Drawing on cybernetic theory, agathonic interactions can be seen as analogous to cognition. Constructive evolutionary biologists Maturana and Varela have characterized living as a process of cognition that takes form as effective entity-environment interactions - or structural couplings. “Perhaps we can consider agathonic designs as products that have a cognitive analog, as they receive inputs and generate a response. There is no thinking, in the classic sense, but there is an accumulation of physical interactions that alter the properties of the object — which is able to change in response to user needs.” (Helms and Leifer)
Further research proceeding from a mechanical engineering perspective focused on kinematics, the visual languages of phenomena of physical interaction.
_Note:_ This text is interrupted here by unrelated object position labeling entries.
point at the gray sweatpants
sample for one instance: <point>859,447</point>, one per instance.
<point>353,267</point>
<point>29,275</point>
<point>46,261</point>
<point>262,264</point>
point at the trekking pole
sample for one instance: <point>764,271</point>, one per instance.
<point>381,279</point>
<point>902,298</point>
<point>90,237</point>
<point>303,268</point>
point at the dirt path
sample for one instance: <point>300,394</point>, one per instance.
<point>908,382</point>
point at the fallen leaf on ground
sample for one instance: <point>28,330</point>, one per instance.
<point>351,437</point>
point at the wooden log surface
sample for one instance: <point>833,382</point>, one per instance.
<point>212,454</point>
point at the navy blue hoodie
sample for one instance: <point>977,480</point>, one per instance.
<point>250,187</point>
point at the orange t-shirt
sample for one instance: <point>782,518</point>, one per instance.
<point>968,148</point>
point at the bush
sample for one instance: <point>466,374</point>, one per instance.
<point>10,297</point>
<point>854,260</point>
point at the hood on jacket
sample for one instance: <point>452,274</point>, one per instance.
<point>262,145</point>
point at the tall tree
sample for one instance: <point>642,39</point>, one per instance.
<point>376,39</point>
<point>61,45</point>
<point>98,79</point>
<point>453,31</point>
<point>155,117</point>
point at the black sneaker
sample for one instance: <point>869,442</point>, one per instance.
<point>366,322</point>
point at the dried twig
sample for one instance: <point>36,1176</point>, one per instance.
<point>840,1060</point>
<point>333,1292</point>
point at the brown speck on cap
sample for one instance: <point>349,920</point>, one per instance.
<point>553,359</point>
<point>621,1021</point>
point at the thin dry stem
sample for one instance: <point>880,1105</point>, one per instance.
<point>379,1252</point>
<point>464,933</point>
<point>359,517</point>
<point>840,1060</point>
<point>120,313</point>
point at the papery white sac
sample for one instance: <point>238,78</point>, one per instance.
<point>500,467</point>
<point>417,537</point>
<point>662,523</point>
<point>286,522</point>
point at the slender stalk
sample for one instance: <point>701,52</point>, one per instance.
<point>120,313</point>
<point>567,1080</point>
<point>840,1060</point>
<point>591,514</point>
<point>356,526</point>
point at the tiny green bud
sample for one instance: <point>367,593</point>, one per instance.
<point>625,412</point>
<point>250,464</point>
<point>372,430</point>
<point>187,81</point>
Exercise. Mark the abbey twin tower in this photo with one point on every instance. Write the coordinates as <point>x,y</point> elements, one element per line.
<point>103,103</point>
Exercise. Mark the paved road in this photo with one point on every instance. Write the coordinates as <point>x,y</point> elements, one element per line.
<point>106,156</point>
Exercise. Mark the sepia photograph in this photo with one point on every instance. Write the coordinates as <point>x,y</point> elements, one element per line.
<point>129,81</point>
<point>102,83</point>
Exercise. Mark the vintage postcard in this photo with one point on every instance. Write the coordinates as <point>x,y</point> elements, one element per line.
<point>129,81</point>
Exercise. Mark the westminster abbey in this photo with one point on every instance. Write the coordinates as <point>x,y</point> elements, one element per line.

Agathonic design is post-representational because it involves direct, indexical, usually physical, registration of the interface between an artifact and its environment, over time. “In the best case of directed entropy, an object wears (moves to a lower energy state) as it is used, but in a predictive manner that increases its functionality and/or value to the user.” (Helms) Helms has identified materials such leather, cloth and wood as being particularly well-suited to agathonic interaction design although the possibilities are unlimited. Interface points having potential to be optimized by means of agathonic approaches are vast - for starters clothing, prosthetics, chairs, floors, tools and utensils, knobs, handles and handgrips. The enormous potential of agathonic design remains under-explored, primarily because it presents fundamental challenges to our ways of being and doing design. In particular, agathonic design principles are instructive in loosening industrial designs biases for stability, uniformity, and order. Much still remains to be researched and explored regarding material and performance properties, product lifecycle, and user experience. Helms encourages further research on questions such as whether agathonic designing requires substance and matter, and how agathonic designing principles might be applied in contexts of virtual or dematerialized interaction.
In The Tree of Knowledge Humberto Maturana and Francisco Varela elaborate on the embodied ethics of language acts “Every human act takes place in language. Every act in language brings forth a world created with others in the act of coexistence which gives rise to what is human. Thus every human act has an ethical meaning because it is an act of constitution of the human world. This linkage of human to human is in the final analysis, the groundwork of all ethics as a reflection on the legitimacy of the presence of others.” (Maturana and Varela p. 247) Agathonic designed events are those in which the artifact re-cognizes the Other by means of patterns of interactions. By speaking the language of interaction, agathonic designing practices afford entry points for designing for relations that are less human-centered and more life-centered. Speaking the language of intra-action (Barad), agathonic designs may serve to reveal touch points of ethical relations. As processes of mutuality, agathonic designs may provide opportunities to relax control and to be in dialogue with our surroundings and in so doing, to be changed.